Hoddle told Levy he would do anything to help the club he’s always loved. If Levy wanted a short-term minder, he would mind the shop until the summer. Levy was apparently delighted and Hoddle was so sure he had the job, he allowed himself to publicly drop his guard – just a little – on Sky Sports.
On matchday pundit duty for television coverage of Spurs’ trip to Southampton, the weekend after AVB’s dismissal, Hoddle agreed to talk about Tottenham. While never suggesting the job was in his pocket, Hoddle told the Super Sunday TV audience that he was prepared to help out his old club in any way.
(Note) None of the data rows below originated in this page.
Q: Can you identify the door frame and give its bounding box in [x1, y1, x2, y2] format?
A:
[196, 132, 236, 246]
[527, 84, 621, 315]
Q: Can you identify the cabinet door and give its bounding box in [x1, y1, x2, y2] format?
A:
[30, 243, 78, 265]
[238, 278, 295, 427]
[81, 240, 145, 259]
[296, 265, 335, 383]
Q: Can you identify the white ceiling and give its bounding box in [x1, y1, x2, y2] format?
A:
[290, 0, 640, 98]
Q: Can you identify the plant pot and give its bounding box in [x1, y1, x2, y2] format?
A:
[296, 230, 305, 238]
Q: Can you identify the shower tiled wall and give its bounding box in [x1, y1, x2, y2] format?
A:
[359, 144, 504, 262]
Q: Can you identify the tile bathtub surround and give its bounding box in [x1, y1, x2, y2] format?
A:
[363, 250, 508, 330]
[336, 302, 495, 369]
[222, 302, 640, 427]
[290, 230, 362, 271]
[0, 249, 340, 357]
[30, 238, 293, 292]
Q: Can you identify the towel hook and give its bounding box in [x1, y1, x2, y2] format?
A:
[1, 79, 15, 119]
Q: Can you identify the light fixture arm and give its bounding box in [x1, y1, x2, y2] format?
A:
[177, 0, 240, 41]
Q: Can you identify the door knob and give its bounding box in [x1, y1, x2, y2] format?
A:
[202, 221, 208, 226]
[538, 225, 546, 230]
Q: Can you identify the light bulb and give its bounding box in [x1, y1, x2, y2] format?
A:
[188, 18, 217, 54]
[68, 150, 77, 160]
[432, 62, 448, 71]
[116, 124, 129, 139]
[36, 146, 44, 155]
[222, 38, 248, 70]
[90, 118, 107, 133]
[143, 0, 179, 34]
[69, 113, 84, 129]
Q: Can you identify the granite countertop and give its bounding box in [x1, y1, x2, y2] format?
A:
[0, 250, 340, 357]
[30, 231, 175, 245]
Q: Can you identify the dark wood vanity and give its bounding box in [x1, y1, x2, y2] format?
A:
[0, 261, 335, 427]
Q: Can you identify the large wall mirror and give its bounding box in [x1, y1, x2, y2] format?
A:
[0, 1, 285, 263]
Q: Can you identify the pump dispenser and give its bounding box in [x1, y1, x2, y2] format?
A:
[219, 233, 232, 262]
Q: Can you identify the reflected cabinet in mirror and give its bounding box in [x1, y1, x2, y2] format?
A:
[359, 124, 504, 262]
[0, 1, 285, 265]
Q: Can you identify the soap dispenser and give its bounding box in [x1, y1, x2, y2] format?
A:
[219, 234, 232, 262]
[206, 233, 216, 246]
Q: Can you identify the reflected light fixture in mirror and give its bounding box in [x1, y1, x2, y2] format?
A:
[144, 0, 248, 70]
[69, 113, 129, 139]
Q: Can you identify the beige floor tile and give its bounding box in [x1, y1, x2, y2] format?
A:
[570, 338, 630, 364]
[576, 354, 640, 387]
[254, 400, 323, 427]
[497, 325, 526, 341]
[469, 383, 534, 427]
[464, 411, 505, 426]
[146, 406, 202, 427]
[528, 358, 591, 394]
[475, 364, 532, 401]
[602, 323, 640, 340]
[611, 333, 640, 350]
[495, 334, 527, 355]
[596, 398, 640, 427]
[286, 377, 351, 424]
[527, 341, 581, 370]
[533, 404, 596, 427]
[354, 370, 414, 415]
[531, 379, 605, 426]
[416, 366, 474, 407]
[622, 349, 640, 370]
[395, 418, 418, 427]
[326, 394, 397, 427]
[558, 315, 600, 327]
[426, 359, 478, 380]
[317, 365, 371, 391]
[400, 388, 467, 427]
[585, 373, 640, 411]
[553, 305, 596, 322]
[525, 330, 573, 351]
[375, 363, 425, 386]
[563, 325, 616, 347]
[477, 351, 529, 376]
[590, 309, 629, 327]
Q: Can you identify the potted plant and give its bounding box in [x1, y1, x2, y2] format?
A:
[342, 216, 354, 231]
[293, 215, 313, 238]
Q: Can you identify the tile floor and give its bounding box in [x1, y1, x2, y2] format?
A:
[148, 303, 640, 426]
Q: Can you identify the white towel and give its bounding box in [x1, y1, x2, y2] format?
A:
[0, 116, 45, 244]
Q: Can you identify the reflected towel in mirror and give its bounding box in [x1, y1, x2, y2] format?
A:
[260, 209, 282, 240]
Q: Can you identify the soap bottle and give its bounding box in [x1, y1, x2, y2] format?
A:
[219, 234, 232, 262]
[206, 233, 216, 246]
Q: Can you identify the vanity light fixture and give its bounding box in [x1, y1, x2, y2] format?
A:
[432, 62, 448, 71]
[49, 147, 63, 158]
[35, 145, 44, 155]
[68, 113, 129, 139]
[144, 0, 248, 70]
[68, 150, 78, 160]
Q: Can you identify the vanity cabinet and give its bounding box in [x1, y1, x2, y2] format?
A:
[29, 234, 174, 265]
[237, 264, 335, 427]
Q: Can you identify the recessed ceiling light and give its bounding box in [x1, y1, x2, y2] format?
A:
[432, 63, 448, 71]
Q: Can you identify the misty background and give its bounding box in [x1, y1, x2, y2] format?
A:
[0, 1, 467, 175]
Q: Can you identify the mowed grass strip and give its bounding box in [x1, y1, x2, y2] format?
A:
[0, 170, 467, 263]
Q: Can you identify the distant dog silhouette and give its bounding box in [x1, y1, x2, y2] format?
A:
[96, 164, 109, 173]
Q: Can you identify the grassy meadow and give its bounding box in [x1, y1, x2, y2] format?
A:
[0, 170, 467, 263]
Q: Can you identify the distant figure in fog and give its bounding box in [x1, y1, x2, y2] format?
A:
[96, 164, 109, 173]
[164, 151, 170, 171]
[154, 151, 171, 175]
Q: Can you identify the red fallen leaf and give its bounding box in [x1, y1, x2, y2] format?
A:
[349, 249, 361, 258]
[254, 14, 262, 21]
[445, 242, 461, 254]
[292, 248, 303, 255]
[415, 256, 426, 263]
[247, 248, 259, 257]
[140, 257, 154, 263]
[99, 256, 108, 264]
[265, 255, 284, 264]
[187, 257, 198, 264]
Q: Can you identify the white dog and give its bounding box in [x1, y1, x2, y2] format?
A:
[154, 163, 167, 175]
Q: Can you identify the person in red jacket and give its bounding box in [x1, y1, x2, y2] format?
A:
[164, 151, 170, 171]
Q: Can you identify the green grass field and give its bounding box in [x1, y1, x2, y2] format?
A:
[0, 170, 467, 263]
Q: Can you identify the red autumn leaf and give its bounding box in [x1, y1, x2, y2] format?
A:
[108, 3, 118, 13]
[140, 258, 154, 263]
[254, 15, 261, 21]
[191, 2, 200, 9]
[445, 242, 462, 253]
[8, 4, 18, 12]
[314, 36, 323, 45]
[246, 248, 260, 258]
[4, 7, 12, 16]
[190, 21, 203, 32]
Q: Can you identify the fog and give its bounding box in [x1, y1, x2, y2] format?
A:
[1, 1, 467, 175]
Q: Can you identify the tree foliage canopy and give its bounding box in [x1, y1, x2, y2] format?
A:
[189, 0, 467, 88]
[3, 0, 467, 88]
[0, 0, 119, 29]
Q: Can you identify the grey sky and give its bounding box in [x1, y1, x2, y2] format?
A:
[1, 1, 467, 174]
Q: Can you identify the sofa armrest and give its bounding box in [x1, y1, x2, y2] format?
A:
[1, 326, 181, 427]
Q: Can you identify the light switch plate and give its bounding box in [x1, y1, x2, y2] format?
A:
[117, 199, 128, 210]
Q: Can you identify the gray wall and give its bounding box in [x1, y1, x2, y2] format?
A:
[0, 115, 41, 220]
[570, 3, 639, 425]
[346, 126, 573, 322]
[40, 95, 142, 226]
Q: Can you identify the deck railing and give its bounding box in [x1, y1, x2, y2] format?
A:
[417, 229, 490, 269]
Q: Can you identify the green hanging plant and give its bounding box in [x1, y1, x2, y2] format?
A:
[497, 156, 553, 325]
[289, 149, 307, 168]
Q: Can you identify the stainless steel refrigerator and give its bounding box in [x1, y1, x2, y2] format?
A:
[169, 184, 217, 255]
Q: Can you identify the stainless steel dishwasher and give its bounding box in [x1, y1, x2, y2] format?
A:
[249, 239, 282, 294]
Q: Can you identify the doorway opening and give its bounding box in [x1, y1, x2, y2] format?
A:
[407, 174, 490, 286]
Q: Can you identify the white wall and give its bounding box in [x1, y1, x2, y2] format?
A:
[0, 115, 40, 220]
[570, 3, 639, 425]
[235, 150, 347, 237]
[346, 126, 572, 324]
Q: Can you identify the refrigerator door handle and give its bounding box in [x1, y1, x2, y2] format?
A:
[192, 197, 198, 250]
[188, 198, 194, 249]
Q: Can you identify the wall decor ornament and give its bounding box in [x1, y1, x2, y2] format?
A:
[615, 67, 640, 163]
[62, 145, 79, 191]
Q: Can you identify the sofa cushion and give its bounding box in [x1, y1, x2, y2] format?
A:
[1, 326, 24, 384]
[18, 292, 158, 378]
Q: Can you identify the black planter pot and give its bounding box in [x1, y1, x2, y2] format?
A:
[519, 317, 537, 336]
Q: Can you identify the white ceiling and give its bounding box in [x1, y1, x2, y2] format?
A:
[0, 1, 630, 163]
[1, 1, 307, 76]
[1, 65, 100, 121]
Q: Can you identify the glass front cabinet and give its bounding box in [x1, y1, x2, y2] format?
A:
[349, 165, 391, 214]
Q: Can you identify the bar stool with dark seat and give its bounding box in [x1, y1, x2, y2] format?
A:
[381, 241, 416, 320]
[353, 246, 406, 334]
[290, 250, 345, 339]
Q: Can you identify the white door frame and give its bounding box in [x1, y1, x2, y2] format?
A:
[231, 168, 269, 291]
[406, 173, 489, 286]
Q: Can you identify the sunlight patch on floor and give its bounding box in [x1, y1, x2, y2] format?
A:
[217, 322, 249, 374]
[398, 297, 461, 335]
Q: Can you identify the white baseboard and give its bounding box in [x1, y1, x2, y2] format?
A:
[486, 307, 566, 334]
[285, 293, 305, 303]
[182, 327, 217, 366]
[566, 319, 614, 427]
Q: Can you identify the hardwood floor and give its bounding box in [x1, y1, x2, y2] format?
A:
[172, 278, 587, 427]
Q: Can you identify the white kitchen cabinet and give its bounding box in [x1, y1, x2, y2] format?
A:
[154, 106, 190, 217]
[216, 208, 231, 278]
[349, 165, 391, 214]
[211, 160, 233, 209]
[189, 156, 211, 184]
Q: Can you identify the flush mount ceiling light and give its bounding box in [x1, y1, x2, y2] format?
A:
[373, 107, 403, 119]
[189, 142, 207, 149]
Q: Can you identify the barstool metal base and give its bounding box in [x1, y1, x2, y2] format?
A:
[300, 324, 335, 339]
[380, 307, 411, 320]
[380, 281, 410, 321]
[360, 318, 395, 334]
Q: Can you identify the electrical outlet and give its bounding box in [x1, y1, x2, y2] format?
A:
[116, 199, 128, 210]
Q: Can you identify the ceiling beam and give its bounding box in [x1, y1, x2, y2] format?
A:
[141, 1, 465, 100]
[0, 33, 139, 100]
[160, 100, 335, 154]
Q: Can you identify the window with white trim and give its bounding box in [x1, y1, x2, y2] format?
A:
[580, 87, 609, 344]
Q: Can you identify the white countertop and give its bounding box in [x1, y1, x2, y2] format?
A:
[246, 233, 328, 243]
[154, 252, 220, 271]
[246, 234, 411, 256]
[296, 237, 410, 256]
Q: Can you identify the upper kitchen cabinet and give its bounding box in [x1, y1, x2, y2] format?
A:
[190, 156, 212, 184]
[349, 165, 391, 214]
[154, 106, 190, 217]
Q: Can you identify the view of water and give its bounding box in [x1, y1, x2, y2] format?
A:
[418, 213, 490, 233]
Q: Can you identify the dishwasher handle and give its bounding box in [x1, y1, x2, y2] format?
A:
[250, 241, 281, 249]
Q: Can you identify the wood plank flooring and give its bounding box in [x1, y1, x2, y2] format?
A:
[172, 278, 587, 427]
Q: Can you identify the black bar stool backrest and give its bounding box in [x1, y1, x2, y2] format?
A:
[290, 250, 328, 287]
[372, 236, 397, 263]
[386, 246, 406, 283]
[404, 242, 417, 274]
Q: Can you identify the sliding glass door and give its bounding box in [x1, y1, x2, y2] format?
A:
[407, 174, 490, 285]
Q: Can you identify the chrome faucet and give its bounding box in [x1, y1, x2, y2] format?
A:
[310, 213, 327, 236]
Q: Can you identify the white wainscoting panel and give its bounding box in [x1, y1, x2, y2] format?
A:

If they asked for him, he’d be there.
A couple of hours later, Spurs staged a fine comeback at St Mary’s, inspired by Emmanuel Adebayor’s two goals, to win 3-2. It was Sherwood’s first Premier League game in charge. And less than 24 hours later, Levy handed Sherwood an 18-month contract.
Privately, Hoddle was dumbfounded. And yet, not totally surprised. This is football, after all. And probably everyone, including Sherwood, knew the 18-month contract was no more than a device to guarantee him a payoff for six months’ work.
Spurs spoke at length to Van Gaal but did not get him (he eventually had bigger fish to fry). And so Hoddle, his appetite whetted by the mid-winter dalliance with Levy, decided to accept Redknapp’s August invitation to become QPR’s first-team coach, weaving it around his existing commitments to TV and elsewhere.
A couple of months on, with Rangers struggling, Hoddle finds himself mentioned as a possible successor to 64-year-old Redknapp. It may or may not be the right move for Hoddle – but guess who is likely to stand in his way? That’s right, Tim Sherwood.
The same Sherwood who played under Hoddle in the early 2000s and had plenty of (none too complimentary) things to say when the manager let him go. Incestuous? Sure. But 100 per cent football, and London football at that.